A hashtag can issue a command without specifying a precise activity, as the popularity of the Nike slogan #JustDoIt shows. A single word may be sufficient. #Resist rallies opponents of the Trump administration. The #Leave and #Remain hashtags were used in debates about severing or maintaining Britain’s connections to the European Union before its historic 2016 referendum.
Of course, sometimes people do not want to be told what to do and resent not being presented with choices. The certitude of a directive might be ridiculed if the demand seems unreasonable. The hashtag #DressLikeAWoman—paraphrased from a comment by Donald Trump about preferred workplace attire for women—was paired with pictures of female astronauts, surgeons, and legislators. #TellDaveEverything sarcastically suggested sharing personal secrets directly with a British Prime Minister who supported government-run surveillance efforts.
A hashtag can also tell people with more subtlety what to do. It can suggest a seemingly reasonable way to think and feel about the world. It can present definitions, comparisons, and theories about causality as though these logical suppositions should be treated as unquestioned premises. For example, a hashtag can assert a positive affirmation about equivalency (#LoveIsLove), worth (#UnbornLivesMatter), or acceptance (#RefugeesWelcome). Hashtags can also insist upon basic conditions in negative terms. #NotInMyName renounces political violence in India. #NoBillNoBreak is an ultimatum about gun control legislation coming to the chamber floor. #NoJusticeNoPride adopts a similar template to insist that LGBT basic rights must be addressed before being coopted by feel-good “pride” celebrations.

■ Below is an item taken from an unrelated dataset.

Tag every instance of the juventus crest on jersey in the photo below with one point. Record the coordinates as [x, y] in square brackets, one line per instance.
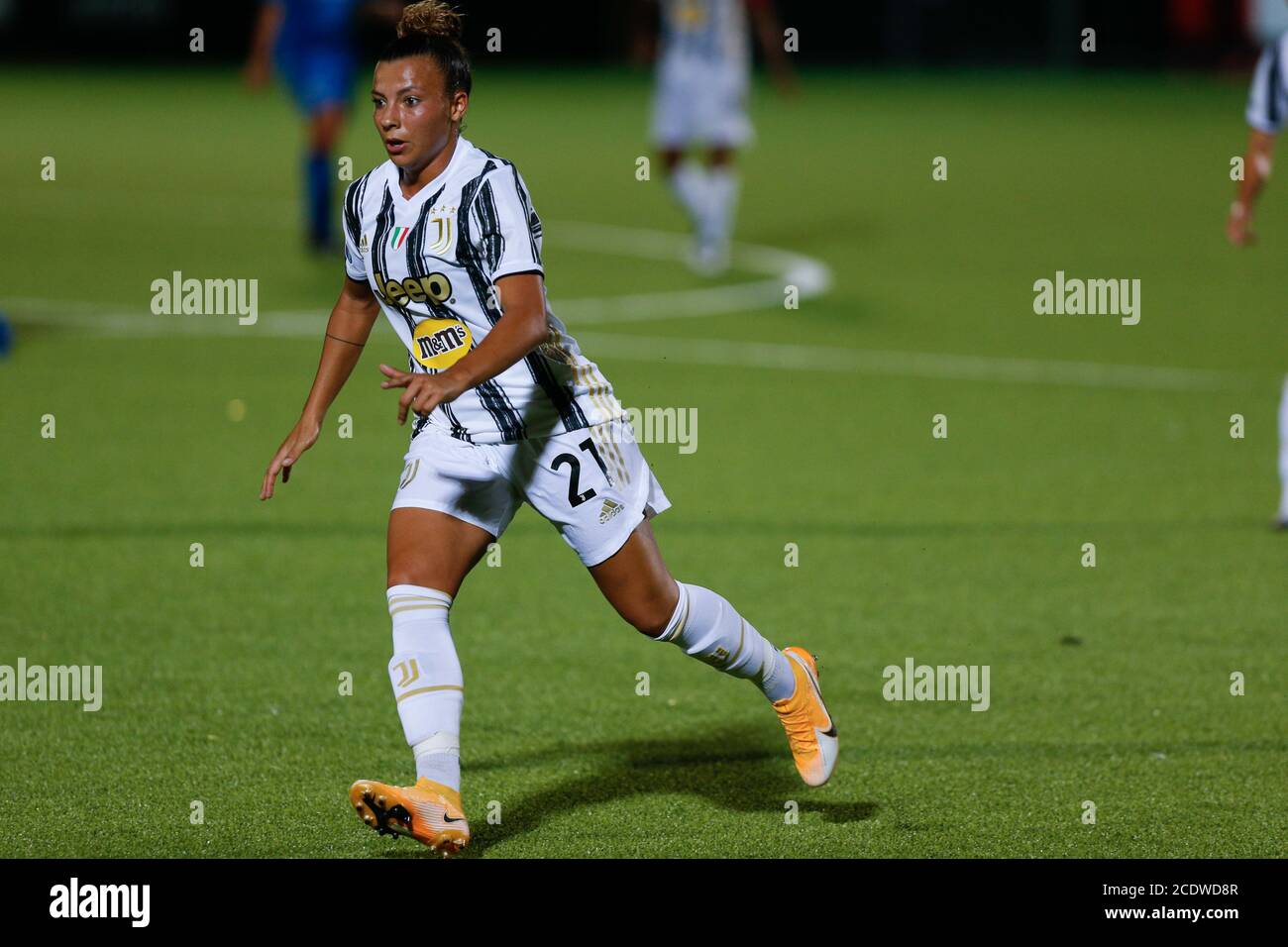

Most importantly, a hashtag can assure people that they are connected to other people. A hashtag affirms that a communication channel is open, that being heard is possible, and that an interdependent web of social ties between equally viable nodes can be made visible for navigational purposes when necessary. A hashtag promises that the preconditions for amplifying a collective signal have come into existence.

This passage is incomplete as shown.